Hagen's problem is that he assumes that meanings are something “out there” that we look for, rather than something we attach to what we do. Certainly some people do approach the matter of meaning this way, looking for meaning rather than creating meanings as we go. The problem Hagen points to is not resolved by abandoning meaning, but by understanding where meaning comes from, that it originates in us, and we need to treat it accordingly. The meaning of meditation, therefore, is found in our own intentions when we meditate. If we meditate, we do indeed have a purpose, a meaning, we have given it. Part of what must occur in the process, therefore, is to be attentive to our own purpose, the meaning we are giving to our meditation, and thus to know our own mind. Hagen, unfortunately, suggests that he meditates without any meaning at all, that he just does it, without expecting any results. This is simply not plausible. I don't mean that Hagen is lying, but I do mean that he is simply unaware of his own reasons for meditating, or has become so convinced that the best meditation is not to have any purpose in meditating, that he's spend his years meditating erasing his own footprints. But this doesn't fool anyone except oneself. It's certainly not a path to recommend to others, unless that happens to be their goal.
“Just this” is a wonderful goal, but it's not what Hagen thinks it is. “Just this” is not the world of appearances that the mind is embracing, and it will never achieve “just this” by the methods of meditation Hagen advocates, which is a kind of purposeless relaxation. Not that there's anything wrong with that, but if one wants to know “just this”, it requires a profound impulse, an overwhelming deisre to be free of all illusion, both mundane and supernatural. As Nisargadatta once said when someone asked him how to overcome desire, the problem is that our desires are too small. We only want a little bit here and there, when we should really desire hugely. Likewise, Shirdi Sai Baba, when asked how he realized, replied, “Sheer desire”.

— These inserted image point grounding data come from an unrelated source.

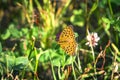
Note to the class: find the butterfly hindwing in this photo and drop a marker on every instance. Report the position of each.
(67, 41)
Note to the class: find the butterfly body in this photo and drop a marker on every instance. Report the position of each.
(67, 40)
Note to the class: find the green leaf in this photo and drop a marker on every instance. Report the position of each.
(6, 35)
(0, 47)
(14, 31)
(77, 18)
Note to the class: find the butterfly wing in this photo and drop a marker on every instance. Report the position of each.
(69, 48)
(67, 41)
(67, 35)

The desire to be free of desire can mistakenly manifest as an intentional abandonment of desire itself, producing a kind of quietude and stillness that is certainly enjoyable and sane. But this is not the path of enlightenment. The true path of enlightenment is one that observes how profoundly desiring we are, at every level, and that we cannot escape this, even when we try and appear to succeed at some level. We have to understand that while we cannot ever fully embrace the world, or fully “do the dishes”, or “drive the car”, because we are not of this world, we can indeed embrace the mind of desire fully, because that is what we are. To meditate, to observe the mind, to know the nature of the mind, is to see that desire and craving is all the ego is, and to embrace meditation means to become overwhelmed with desire, even the desire to be free of desire, the impulse to know who we are, what we are, where we are, why we are here, what our real purpose and meaning is.

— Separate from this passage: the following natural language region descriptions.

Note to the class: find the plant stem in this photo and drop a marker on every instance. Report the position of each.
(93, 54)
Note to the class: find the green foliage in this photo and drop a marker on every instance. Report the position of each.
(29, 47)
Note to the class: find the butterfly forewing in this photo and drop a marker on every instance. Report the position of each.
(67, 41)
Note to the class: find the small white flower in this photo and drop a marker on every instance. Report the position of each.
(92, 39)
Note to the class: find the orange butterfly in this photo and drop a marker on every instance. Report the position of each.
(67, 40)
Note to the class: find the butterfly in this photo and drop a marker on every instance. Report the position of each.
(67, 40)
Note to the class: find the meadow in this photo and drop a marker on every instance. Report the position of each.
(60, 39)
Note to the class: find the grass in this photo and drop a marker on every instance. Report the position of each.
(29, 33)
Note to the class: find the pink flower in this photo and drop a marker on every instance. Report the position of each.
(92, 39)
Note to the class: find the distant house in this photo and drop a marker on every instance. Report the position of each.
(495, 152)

We have to become so consumed by this desire that it burns up every other kind of craving, every object of desire, and every form of meditation. True meditation is to be burned up in desire, not to calmly do the dishes. One does the dishes knowing that doing dishes is never going to fulfill our desires one way or the other, and so one achieves a kind of relaxation and acceptance in relation to all the things of this world. This is what renunciation means. One is not embracing doing dishes, one is renouncing them, and the whole world, because one sees that they cannot possibly fulfill our true desire. By becoming concentrated in desire itself, we become dispassionate. The mind becomes a single force, without an object. And in that concentration, we are able to observe the mind as it is, as a concept without any foundation in reality. We, ourselves, are seen as without any foundation. That is the meditation that produces enlightenment.
Of course, it's only for those who really want it. Knowing what we want is often harder than gettng what we want.